As we headed south-west we travelled on the Balingup-Nannup road. It was a very narrow, winding road as you can see from the warning sign. You can enlarge these photos if you have a mind to and more details can be seen if you do so.
We then headed towards the tall timber and the Walpole Inlet:
Then it was into the karri forest where there are many huge red tingle trees. Sorry the words on the sign are not very clear.
In those days tourists would park their cars inside this partly burnt out, but still very much alive, tingle tree. We of course had to do it as well just to show we could. I understand this was stopped some years later and, if I remember rightly, the tree is now cordoned off to prevent this from happening and from any damage occurring to the tree/s which I thoroughly agree with even if it perhaps spoils the fun a little.
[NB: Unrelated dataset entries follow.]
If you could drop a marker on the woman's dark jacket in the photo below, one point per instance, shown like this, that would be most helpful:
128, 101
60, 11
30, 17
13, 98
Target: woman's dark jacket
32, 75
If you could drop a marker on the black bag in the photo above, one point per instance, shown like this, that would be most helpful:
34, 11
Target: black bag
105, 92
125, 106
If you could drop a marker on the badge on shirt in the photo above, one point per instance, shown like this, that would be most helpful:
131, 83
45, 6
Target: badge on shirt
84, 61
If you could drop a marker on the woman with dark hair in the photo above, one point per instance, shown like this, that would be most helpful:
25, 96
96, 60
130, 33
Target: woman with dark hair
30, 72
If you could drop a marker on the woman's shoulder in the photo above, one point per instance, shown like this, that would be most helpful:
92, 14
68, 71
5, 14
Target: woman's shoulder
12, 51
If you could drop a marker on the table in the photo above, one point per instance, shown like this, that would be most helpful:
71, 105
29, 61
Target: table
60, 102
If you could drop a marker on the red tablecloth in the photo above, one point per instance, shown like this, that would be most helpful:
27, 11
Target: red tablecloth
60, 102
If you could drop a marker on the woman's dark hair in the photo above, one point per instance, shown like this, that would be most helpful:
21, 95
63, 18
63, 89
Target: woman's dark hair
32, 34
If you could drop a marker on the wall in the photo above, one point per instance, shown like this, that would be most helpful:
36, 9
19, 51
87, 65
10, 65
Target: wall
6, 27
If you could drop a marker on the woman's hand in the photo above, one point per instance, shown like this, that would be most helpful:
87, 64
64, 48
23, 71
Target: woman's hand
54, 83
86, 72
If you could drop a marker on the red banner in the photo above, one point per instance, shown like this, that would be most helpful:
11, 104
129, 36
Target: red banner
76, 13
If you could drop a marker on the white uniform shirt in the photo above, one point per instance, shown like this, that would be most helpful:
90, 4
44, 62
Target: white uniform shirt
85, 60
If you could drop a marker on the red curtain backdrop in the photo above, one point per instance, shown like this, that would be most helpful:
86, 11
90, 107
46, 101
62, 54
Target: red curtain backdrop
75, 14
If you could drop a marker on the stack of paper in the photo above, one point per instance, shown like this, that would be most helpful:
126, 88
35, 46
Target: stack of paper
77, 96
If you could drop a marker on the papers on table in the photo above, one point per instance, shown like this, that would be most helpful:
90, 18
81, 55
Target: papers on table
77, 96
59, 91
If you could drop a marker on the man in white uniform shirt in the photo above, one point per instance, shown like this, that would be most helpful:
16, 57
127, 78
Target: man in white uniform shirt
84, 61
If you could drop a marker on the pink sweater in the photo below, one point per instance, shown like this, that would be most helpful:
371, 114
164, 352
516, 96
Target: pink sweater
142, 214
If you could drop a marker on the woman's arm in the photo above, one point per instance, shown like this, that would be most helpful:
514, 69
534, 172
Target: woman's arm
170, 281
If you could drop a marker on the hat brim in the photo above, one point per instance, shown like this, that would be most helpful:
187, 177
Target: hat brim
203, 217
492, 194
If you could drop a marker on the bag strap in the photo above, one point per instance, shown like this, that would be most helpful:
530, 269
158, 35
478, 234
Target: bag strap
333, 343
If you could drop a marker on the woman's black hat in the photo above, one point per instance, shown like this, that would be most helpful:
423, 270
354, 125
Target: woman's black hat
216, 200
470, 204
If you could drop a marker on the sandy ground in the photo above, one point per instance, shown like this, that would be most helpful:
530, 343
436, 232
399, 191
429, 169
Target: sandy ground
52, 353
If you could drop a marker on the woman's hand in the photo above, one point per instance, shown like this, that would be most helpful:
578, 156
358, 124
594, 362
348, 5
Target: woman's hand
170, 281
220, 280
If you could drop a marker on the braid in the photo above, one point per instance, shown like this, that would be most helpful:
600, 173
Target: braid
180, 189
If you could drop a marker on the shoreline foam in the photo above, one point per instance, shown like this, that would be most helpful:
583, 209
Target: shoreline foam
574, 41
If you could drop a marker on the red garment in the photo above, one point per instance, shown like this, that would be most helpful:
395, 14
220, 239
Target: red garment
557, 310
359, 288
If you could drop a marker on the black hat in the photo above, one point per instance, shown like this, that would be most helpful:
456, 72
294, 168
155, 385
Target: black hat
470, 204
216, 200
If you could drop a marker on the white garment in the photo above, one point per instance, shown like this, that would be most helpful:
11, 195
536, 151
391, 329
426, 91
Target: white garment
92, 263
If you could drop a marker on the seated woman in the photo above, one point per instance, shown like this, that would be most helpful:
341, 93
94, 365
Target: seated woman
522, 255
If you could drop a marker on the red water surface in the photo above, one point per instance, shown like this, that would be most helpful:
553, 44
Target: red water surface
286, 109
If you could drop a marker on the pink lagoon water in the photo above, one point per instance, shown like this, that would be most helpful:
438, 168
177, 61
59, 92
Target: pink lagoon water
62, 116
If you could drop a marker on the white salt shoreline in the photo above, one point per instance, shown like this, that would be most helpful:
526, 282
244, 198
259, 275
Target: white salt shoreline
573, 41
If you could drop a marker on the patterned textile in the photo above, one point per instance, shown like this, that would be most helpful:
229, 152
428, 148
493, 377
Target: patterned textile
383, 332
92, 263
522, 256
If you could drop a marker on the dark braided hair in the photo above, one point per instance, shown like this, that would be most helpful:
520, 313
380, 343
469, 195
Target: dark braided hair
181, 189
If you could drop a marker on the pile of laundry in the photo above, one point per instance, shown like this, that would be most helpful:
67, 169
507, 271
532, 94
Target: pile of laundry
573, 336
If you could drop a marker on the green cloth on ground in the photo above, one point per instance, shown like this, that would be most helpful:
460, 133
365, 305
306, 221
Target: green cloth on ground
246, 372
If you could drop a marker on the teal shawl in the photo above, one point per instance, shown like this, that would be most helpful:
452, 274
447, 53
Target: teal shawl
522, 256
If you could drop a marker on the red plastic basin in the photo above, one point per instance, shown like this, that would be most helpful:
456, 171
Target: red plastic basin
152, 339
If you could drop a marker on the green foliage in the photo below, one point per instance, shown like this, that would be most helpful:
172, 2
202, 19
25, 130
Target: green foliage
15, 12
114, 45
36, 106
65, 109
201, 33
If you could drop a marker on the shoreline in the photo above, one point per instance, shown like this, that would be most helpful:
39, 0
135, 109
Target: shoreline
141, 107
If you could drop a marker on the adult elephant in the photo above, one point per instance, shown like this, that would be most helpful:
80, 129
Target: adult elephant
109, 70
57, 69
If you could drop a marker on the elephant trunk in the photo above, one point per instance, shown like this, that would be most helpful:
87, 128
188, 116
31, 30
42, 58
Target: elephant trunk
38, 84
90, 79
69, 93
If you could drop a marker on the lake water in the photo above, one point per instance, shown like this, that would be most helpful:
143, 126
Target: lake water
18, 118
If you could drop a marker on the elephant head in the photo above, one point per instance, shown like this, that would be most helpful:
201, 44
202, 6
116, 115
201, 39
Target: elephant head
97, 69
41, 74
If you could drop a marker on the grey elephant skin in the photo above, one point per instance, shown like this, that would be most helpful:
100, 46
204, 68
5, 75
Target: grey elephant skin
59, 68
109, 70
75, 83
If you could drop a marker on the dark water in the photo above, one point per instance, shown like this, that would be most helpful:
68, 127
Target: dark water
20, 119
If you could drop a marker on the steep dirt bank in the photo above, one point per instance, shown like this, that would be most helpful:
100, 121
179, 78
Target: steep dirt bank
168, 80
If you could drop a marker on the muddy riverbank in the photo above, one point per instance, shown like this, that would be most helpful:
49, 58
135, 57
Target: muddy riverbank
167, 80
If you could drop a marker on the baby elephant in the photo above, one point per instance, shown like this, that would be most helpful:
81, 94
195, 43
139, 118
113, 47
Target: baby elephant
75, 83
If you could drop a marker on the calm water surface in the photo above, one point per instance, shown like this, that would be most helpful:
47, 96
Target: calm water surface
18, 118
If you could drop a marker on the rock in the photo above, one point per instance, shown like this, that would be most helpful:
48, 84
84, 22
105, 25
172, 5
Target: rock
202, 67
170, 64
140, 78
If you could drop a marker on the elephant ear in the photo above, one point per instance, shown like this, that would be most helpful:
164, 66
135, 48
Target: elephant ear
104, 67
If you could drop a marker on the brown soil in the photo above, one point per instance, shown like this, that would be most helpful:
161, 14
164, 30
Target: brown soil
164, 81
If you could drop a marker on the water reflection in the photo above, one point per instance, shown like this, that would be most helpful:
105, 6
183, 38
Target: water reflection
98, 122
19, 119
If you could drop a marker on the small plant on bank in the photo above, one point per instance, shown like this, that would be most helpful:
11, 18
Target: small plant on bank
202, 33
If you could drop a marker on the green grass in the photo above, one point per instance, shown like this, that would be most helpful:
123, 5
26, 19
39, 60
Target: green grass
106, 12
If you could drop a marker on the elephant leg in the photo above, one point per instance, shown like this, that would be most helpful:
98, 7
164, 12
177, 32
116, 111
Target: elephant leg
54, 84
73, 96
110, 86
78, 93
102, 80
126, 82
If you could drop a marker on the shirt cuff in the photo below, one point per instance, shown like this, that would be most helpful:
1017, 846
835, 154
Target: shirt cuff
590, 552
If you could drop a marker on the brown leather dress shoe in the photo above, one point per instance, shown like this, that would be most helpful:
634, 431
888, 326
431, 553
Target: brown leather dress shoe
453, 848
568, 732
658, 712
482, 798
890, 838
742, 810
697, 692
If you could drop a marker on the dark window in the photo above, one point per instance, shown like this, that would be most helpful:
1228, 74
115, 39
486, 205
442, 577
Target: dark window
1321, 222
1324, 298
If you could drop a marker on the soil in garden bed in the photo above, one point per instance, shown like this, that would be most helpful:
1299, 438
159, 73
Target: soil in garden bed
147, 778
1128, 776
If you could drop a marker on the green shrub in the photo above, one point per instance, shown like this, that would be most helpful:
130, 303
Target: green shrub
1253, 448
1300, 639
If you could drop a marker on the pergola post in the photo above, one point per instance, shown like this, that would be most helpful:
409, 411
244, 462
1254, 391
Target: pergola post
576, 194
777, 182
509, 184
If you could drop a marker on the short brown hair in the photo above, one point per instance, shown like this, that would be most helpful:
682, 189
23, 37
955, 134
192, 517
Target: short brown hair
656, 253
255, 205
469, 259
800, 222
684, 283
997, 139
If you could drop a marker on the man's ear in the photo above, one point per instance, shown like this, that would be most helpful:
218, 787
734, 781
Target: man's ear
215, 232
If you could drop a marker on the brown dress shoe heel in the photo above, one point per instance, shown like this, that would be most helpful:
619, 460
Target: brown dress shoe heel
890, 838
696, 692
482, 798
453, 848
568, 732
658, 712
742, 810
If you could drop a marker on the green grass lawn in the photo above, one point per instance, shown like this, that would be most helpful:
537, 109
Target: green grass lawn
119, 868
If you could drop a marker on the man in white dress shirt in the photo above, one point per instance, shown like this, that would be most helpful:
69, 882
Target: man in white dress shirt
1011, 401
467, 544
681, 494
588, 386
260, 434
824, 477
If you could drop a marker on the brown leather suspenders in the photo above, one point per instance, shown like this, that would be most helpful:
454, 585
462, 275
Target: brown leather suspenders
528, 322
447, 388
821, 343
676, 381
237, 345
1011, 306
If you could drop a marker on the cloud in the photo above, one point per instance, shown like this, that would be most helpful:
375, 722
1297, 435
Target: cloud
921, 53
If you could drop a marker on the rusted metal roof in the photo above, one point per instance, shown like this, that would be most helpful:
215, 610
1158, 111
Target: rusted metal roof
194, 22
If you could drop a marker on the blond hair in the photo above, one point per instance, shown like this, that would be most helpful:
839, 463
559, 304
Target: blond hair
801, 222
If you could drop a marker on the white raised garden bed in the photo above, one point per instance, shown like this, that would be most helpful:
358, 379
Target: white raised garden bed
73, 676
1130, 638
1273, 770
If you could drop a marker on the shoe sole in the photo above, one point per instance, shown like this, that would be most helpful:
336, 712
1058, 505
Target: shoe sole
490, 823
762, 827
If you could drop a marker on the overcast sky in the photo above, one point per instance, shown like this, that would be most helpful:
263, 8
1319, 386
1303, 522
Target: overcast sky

I guess what you don't know about, you don't miss.
As we headed for Albany we called in to William Bay and discovered the petrified forest. I am sure this huge rock should have a name but I couldn't find one. Reminds me of the head of a hippo and perhaps a foot as well. I tried to find information about this petrified forest but so far without luck. I will keep trying as it must have a story.
This is a modern photograph I grabbed from Google to show you the beauty of William Bay in wonderful technicolor. It really is a very beautiful area on our south coast.
We then drove east towards Albany where we spent a pleasant few days before returning home. This is Jimmy Newell's Harbour, a natural harbour on the south coast named after a man who it is said anchored his ship here to keep safe from a storm.
A little further along the coast we came across the Natural Bridge and right next to it was "Boat Rock". Also 'The Cap".
and then looking to the left (east) and right (west) shots of the rugged coastline in this part of the country. Love the sparkle of the water from the afternoon sun. Even in black and white it looks quite spectacular. Well, I think it does anyway.
We then had to head north toward home as we had to be back for Steven's 10th birthday on the 24th. Here we are travelling toward the beautiful Stirling Ranges, wishing we had more time to spend there admiring the countless different wildflowers. The side of the road was just alive with colour.
Here we are on Mount Toolbrunup looking across the highest peak in the ranges, Bluff Knoll. We had experienced quite cold weather but on this day in the Stirling Ranges the sun was shining and we sought the shade of a small tree. I notice though that Phil still had his cardigan on. That's Phil!!
We did have a wonderful week away, really getting to know each other with nobody else around. It was so peaceful and we felt relaxed and very, very happy.